Fotoğrafı dikkatlice inceledim ve aniden anı geldi. O gün, kızımın kaydıraktan kayarken yüzündeki gülümseme beni derinden etkilemişti. O sırada çektiğim bu fotoğraf, onun ne kadar mutlu olduğunu yakalamıştı. Kızım kaydıraktan inerken ben de gülümsemekteydim.
Fotoğrafın arkasında, o günün tarihini ve kızımın bu anıyı ne kadar sevdiğini yazmıştım. Fotoğrafı bulduğumda, o anın ne kadar değerli olduğunu ve zamanın nasıl hızla geçtiğini anladım. Bu unutulmuş fotoğraf, bize zamanın nasıl geçtiğini ve küçük anların aslında en büyük hazine olduğunu hatırlattı.
Bu öyküde, birinci tekil ağız anlatıcı kullanılmıştır, yani ana karakter (anlatıcı) öyküyü kendi bakış açısından aktarmaktadır. Bu tür öyküler, okuyuculara ana karakterin duygularını, düşüncelerini ve deneyimlerini doğrudan deneyimleme fırsatı sunar. Bu öyküde, ana karakter, kızının doğum gününde unutulmuş bir fotoğrafı keşfetmesi ve bu fotoğrafın ona hatırlatmalar yapmasıyla ilgili bir iç yolculuğa çıkıyor.
Bu öykü, duygusal bir anı paylaşma bağlamında aile bağlarını vurguluyor ve küçük anların büyük bir değere sahip olduğunu anlamamıza yardımcı oluyor. Birinci tekil ağız, okuyucunun ana karakterin iç dünyasına daha yakın bir bağ kurmasına olanak tanır ve okuyucunun ana karakterin duygusal deneyimlerini daha derinlemesine anlamasına yardımcı olur.
I. Şahıs Anlatıcı Örneği
“Kayıp Notlar”
O gün, eski evin çatı katındaki unutulmuş sandıkları kurcalamaya başladım. Sandıkların arasında tozlu defterler buldum. Babamın eski günlükleri olduğunu anladım. Babamı çok küçük yaşta kaybetmiştim ve onun hakkında daha fazla şey öğrenmek istedim.
Defterler, onun gençlik yıllarına ait notlarla doluydu. Okudukça, babamın nasıl biri olduğunu daha iyi anlamaya başladım. Anıları, genç bir adamın hayatını, hedeflerini ve hayallerini yansıtıyordu.
Bir gün, defterlerin arasında özel bir not buldum. Bu not, ben doğmadan önce yazılmıştı ve bana hitap ediyordu. Babamın benden beklentilerini, hayatı hakkındaki görüşlerini ve babalık duygularını içeriyordu. Not, gözyaşlarımı döktüğüm bir an oldu.

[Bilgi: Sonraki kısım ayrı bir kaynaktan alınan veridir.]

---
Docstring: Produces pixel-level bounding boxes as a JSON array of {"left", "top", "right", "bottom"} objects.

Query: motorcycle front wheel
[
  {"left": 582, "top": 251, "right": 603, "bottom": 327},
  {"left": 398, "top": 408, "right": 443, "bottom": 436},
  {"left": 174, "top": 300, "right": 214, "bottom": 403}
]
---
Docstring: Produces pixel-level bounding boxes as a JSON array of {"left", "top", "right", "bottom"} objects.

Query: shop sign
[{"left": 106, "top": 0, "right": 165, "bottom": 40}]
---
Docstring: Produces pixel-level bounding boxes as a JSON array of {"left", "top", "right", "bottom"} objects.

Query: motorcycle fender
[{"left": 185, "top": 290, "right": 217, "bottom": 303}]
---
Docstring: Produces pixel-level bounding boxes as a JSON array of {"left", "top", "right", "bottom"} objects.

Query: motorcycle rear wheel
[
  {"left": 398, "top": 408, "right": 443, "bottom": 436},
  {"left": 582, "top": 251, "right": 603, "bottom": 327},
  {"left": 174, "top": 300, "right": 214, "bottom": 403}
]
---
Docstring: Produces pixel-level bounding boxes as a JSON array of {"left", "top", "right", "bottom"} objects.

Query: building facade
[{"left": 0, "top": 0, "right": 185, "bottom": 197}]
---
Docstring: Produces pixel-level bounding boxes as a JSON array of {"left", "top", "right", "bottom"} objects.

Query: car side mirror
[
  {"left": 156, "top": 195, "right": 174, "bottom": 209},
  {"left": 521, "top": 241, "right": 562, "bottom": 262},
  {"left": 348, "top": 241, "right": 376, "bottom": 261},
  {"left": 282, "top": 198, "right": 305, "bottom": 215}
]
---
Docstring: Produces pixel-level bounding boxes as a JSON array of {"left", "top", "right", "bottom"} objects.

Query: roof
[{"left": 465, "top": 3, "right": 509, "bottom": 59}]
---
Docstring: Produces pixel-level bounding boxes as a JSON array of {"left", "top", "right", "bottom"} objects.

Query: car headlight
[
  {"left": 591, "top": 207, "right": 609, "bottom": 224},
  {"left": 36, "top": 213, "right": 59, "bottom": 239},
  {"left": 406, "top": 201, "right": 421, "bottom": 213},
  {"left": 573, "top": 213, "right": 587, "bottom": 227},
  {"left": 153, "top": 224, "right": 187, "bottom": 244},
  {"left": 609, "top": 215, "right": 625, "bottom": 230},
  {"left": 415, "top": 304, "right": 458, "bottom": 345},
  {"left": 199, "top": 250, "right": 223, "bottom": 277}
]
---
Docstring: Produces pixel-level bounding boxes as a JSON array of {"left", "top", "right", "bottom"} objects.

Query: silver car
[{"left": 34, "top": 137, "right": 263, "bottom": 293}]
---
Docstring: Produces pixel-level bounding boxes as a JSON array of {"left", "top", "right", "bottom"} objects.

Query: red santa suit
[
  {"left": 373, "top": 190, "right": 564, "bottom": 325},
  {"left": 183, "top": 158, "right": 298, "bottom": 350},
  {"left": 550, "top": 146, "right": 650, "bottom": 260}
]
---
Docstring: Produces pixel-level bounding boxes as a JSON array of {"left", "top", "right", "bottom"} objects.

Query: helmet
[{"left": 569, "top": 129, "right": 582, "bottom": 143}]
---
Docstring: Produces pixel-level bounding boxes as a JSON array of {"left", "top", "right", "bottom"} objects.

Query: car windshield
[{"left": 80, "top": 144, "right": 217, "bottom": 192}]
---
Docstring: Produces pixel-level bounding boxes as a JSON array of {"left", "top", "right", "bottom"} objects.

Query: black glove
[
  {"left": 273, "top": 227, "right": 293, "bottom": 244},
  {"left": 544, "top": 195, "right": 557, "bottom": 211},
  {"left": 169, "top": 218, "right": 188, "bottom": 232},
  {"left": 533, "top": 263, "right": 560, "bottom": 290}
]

Bu not, babamın bana olan sevgisi ve öğütleriyle doluydu. Onunla hiç tanışmamış olabilirim, ama bu not sayesinde onunla bir bağ kurmuş gibi hissettim. Babamın gözünden hayata bakma fırsatını buldum.

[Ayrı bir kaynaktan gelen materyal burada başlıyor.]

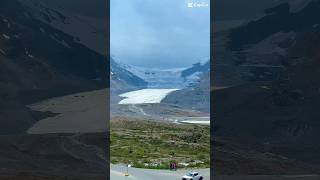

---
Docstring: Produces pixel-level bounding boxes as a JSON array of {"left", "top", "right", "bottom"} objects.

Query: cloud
[{"left": 110, "top": 0, "right": 210, "bottom": 68}]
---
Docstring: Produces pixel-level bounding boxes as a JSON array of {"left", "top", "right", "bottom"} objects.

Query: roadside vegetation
[{"left": 110, "top": 117, "right": 210, "bottom": 169}]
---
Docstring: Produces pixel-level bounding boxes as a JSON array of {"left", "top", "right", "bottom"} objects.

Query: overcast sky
[{"left": 110, "top": 0, "right": 210, "bottom": 68}]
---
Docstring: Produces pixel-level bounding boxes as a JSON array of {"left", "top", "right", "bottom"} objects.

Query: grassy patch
[{"left": 111, "top": 117, "right": 210, "bottom": 169}]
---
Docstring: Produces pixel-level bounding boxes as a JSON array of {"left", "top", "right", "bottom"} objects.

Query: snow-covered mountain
[
  {"left": 111, "top": 58, "right": 210, "bottom": 89},
  {"left": 110, "top": 57, "right": 148, "bottom": 93}
]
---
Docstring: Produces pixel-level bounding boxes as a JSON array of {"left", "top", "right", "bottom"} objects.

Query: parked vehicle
[{"left": 182, "top": 172, "right": 203, "bottom": 180}]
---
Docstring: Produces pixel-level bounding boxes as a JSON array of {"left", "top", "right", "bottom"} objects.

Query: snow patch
[{"left": 118, "top": 89, "right": 179, "bottom": 104}]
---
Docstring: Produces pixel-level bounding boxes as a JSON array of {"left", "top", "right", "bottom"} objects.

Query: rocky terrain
[{"left": 0, "top": 0, "right": 109, "bottom": 179}]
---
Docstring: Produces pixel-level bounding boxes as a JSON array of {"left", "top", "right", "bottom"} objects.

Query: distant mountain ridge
[{"left": 111, "top": 59, "right": 210, "bottom": 89}]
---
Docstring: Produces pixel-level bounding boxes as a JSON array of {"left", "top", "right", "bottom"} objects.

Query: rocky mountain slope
[{"left": 0, "top": 1, "right": 108, "bottom": 134}]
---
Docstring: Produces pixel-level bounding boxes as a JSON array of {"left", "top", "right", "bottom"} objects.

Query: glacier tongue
[{"left": 119, "top": 89, "right": 179, "bottom": 104}]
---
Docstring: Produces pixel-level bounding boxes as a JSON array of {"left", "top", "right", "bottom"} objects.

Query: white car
[{"left": 182, "top": 172, "right": 203, "bottom": 180}]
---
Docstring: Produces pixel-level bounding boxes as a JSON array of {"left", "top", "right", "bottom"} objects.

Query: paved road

Bu öykü, birinci tekil ağızdan anlatılmıştır, yani ana karakter (anlatıcı) öyküyü kendi bakış açısından aktarmaktadır. Bu tür öyküler, okuyuculara ana karakterin duygularını, düşüncelerini ve deneyimlerini doğrudan deneyimleme fırsatı sunar. Bu öyküde, ana karakter, babasının eski günlüklerini bulması ve babasını daha iyi anlamasıyla ilgili bir iç yolculuğa çıkıyor.
Bu, duygusal bir an bağlamında babasıyla olan bağını keşfetmesine yol açar. Birinci tekil ağız, okuyucunun ana karakterin iç dünyasına daha yakın bir bağ kurmasına olanak tanır ve okuyucunun ana karakterin deneyimlerine daha fazla empati yapmasını sağlar.